Learning Disability Today
Supporting professionals working in learning disability and autism services

Coroner rules death of 13-year-old Sammy Alban-Stanley was preventable

The coroner has ruled that the death of 13-year-old Sammy Alban-Stanley, who died after falling from a height at Ramsgate seafront, could have been prevented if he was provided with extra support.

Sammy, who had Prader-Willi syndrome and autism, died during the first lockdown after restrictions meant he could no longer attend his specialist school.

Sammy’s disability meant that he was prone to outbursts of risky behaviour. The inquest heard that Sammy had attempted to take his own life on multiple occasions, including an attempt to jump out of a moving car.

Sammy’s mother appealed to authorities on multiple occasions 

Sammy’s mother, Patrician Alban, said she had appealed to the authorities countless times for extra support, but never received any.

In a statement, she said: “I truly believe that a failure to provide us with adequate support led to Sammy’s death. Not only do I have to endure his loss, but also the loss of his future too.

“Whilst he had a great many struggles due to his disability fitting into this world, his soul was gentle and resonated the deepest, most resounding love I’ve ever known.

“He brought joy and comfort to all who knew him, changed people’s lives for the better, he made my life multi-dimensional and multi-coloured. He made the world a much nicer place.”

Failure from all the state agencies to recognise that Sammy needed more support

At the end of the nine-day inquest, the Coroner, Catherine Wood, said there was failure from all the state agencies to recognise that Sammy needed more support when he was unable to attend his school due to the pandemic.

She also criticised Kent County Council (KCC), social services and the mental health trust responsible for his care, North East London NHS Foundation Trust, for failing to:

  • Place Sammy into a specialist school soon enough (after a delay of more than a year);
  • Provide adequate support at the family home;
  • Offer Sammy specific treatment therapies for his conditions; and
  • Properly communicate with other services and the family.

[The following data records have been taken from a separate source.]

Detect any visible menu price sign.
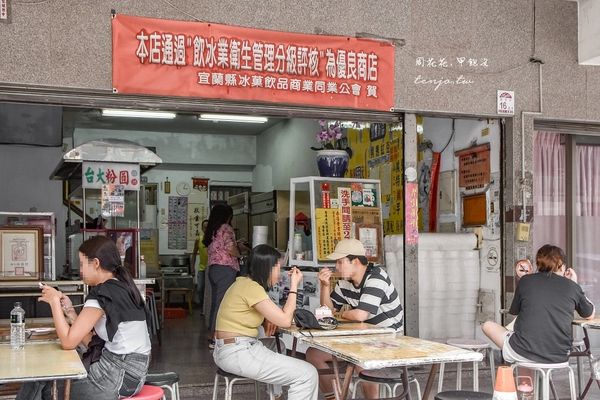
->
[496,90,515,115]
[455,143,490,190]
[338,187,352,239]
[315,208,342,260]
[81,161,140,190]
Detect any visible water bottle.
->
[517,376,533,400]
[140,255,146,278]
[10,301,25,350]
[294,233,302,259]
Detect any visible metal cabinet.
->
[0,211,56,280]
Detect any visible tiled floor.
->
[150,310,600,400]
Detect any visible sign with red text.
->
[404,182,419,246]
[338,187,352,239]
[112,15,394,111]
[81,162,140,190]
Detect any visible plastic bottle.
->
[140,254,146,278]
[294,233,303,258]
[10,301,25,350]
[517,376,534,400]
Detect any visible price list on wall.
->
[315,208,342,260]
[167,196,187,250]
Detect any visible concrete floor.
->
[150,310,600,400]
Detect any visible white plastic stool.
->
[438,338,496,393]
[213,368,275,400]
[512,361,577,400]
[146,372,179,400]
[352,368,421,400]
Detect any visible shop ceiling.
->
[63,108,284,138]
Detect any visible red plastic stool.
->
[121,385,165,400]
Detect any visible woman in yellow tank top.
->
[213,245,318,400]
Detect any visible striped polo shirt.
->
[331,267,404,331]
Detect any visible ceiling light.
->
[198,114,268,124]
[102,108,177,119]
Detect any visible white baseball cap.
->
[326,239,367,260]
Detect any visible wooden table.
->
[0,341,87,399]
[570,318,600,400]
[277,321,395,357]
[302,333,483,399]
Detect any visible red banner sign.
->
[112,15,394,111]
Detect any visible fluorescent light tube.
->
[198,114,268,124]
[102,108,177,119]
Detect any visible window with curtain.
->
[533,131,600,304]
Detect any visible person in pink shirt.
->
[202,204,240,349]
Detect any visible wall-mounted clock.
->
[175,182,192,196]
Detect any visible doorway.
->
[533,130,600,304]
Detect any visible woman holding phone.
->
[213,244,319,400]
[481,244,594,363]
[17,236,150,400]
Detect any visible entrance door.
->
[533,131,600,304]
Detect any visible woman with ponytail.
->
[17,236,150,400]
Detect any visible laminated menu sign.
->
[338,187,352,239]
[350,183,363,206]
[454,143,490,190]
[101,183,125,218]
[315,208,342,260]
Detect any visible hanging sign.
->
[81,162,140,190]
[404,182,419,246]
[112,15,394,111]
[100,183,125,218]
[496,90,515,115]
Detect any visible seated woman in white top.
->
[17,236,151,400]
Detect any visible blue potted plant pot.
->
[317,150,350,178]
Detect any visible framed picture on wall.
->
[0,226,44,280]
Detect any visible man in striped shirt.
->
[306,239,404,400]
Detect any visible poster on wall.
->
[112,14,395,112]
[167,196,188,250]
[404,182,419,245]
[455,143,490,190]
[315,208,342,260]
[187,178,210,251]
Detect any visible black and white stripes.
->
[331,267,404,331]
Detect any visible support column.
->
[404,114,419,337]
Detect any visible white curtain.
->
[573,145,600,304]
[532,131,567,253]
[533,131,600,304]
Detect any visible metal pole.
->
[403,114,419,337]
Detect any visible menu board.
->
[456,143,490,190]
[167,196,187,250]
[315,208,342,260]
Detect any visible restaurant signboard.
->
[112,14,394,111]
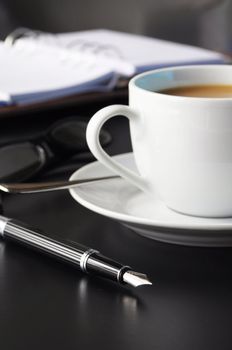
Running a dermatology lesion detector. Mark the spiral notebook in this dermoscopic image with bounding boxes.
[0,30,225,106]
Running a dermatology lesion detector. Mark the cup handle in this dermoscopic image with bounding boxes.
[86,105,148,191]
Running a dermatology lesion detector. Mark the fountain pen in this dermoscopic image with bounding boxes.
[0,216,152,287]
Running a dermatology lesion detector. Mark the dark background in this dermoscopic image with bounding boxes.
[0,0,232,52]
[0,0,232,350]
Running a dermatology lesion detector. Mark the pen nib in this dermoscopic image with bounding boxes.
[122,271,152,287]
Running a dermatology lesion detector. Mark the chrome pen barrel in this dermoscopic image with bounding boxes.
[0,217,129,283]
[2,220,88,269]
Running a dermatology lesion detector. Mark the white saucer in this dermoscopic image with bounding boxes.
[70,153,232,246]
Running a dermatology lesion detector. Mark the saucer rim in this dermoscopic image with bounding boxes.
[69,152,232,233]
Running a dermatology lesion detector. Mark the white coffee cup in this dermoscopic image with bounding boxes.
[87,65,232,217]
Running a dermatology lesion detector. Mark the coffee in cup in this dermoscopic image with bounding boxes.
[87,65,232,217]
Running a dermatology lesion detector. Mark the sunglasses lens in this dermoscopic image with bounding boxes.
[0,142,45,182]
[49,120,111,153]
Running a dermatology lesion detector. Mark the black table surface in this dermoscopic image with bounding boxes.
[0,97,232,350]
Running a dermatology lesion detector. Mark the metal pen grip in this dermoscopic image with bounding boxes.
[3,220,88,268]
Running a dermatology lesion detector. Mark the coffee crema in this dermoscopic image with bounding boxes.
[158,84,232,98]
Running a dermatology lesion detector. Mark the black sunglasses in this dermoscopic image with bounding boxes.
[0,117,111,182]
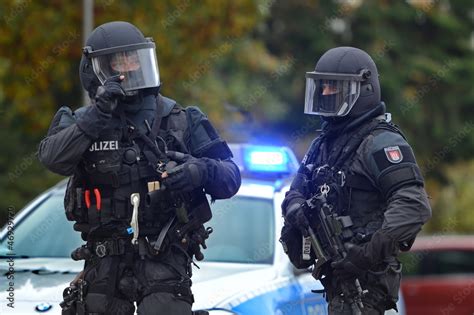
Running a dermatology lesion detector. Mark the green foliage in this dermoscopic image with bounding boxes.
[426,160,474,234]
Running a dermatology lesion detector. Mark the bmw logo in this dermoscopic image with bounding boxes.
[35,303,53,313]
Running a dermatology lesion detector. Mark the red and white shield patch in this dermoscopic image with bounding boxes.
[384,146,403,164]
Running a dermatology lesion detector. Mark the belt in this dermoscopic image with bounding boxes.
[87,238,129,258]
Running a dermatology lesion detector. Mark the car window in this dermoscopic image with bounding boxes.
[203,196,275,263]
[0,192,275,263]
[400,250,474,276]
[0,193,83,257]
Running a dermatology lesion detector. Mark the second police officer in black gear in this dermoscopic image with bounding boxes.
[282,47,431,314]
[38,22,240,314]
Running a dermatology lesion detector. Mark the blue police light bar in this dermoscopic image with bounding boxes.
[242,145,298,176]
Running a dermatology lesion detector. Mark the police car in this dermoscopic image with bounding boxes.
[0,144,406,315]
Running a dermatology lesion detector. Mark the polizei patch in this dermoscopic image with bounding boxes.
[384,145,403,164]
[89,140,118,152]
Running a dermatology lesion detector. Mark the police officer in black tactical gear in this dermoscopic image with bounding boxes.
[38,22,240,314]
[281,47,431,314]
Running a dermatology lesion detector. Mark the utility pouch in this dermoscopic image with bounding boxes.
[280,224,316,269]
[64,175,85,222]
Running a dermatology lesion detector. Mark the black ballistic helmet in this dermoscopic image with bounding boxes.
[79,21,160,97]
[305,47,380,117]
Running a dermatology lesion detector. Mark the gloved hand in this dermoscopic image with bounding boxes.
[285,197,309,234]
[95,75,125,113]
[163,151,208,192]
[331,243,371,280]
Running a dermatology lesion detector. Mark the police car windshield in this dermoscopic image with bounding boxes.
[0,193,83,258]
[0,189,275,263]
[204,196,275,264]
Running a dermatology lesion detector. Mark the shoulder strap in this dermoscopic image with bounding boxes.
[330,119,385,168]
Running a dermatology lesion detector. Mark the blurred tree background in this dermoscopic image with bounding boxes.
[0,0,474,233]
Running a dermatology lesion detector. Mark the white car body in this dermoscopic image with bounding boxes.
[0,144,403,315]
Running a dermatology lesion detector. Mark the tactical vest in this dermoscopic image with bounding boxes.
[65,96,193,238]
[296,119,403,243]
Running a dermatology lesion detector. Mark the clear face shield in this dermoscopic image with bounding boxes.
[304,70,370,117]
[84,40,160,92]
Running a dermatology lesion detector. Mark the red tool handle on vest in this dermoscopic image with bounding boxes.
[84,188,102,211]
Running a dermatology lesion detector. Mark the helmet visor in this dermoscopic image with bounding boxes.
[304,72,362,116]
[91,47,160,91]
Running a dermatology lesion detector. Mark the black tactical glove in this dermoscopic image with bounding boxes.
[285,197,309,234]
[163,151,208,192]
[331,243,371,280]
[95,75,125,113]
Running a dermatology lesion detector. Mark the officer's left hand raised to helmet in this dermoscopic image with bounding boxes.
[162,151,208,192]
[95,75,125,113]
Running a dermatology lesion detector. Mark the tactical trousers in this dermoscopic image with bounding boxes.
[321,258,401,315]
[328,296,384,315]
[80,246,193,315]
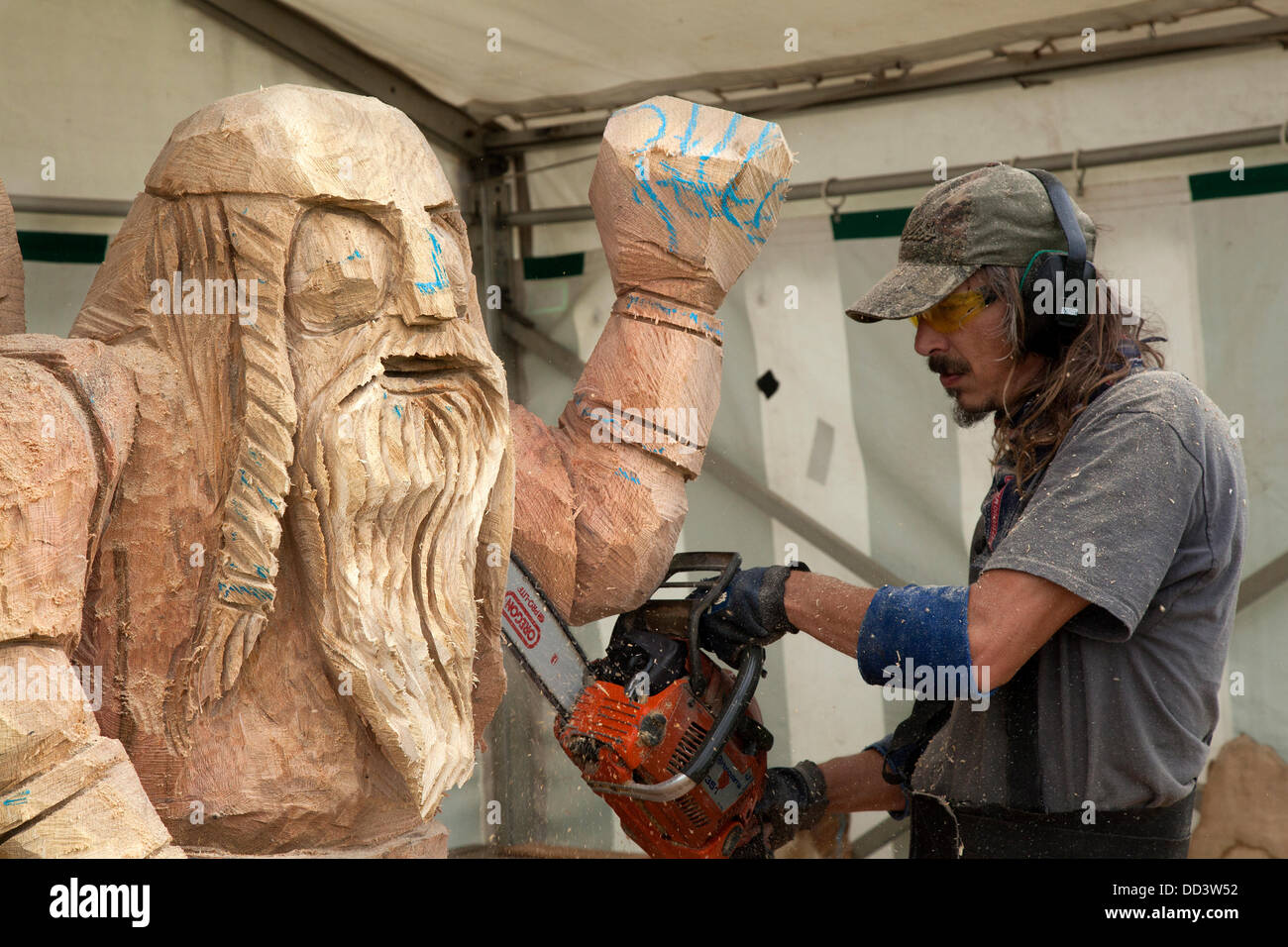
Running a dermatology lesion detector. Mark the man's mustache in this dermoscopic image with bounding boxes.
[926,352,970,374]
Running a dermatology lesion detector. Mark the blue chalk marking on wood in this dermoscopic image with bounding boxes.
[625,102,666,155]
[677,102,698,155]
[416,227,447,295]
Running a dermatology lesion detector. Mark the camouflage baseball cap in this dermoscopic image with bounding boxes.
[845,161,1096,322]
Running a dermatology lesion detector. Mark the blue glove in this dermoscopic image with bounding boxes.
[698,563,808,666]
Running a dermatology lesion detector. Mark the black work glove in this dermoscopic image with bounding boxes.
[698,562,808,668]
[756,760,827,852]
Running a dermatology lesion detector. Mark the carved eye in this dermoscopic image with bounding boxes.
[286,207,398,335]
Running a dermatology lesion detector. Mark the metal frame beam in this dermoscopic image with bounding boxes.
[184,0,484,158]
[483,17,1288,151]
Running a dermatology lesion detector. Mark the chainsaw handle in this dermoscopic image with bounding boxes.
[590,644,765,802]
[684,644,765,783]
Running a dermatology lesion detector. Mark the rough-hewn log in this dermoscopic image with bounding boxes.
[511,97,793,625]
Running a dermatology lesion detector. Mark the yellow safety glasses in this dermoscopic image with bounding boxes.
[912,287,997,333]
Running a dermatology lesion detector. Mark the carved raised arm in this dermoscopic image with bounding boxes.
[511,97,793,625]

Kent County Council accept the coroner’s findings

Ms Wood concluded: “I am satisfied on the evidence it is at least possible, if not probable, the failure to provide extra support to Sammy and his family contributed to his death.”

Matt Dunkley, KCC’s head of children, young people and education said the council “wholly accept” the coroner’s findings, adding: “We are grateful for her acknowledgment of our reflective analysis outlining the valuable lessons learned and subsequent interventions and improvements put in place within our children’s services.”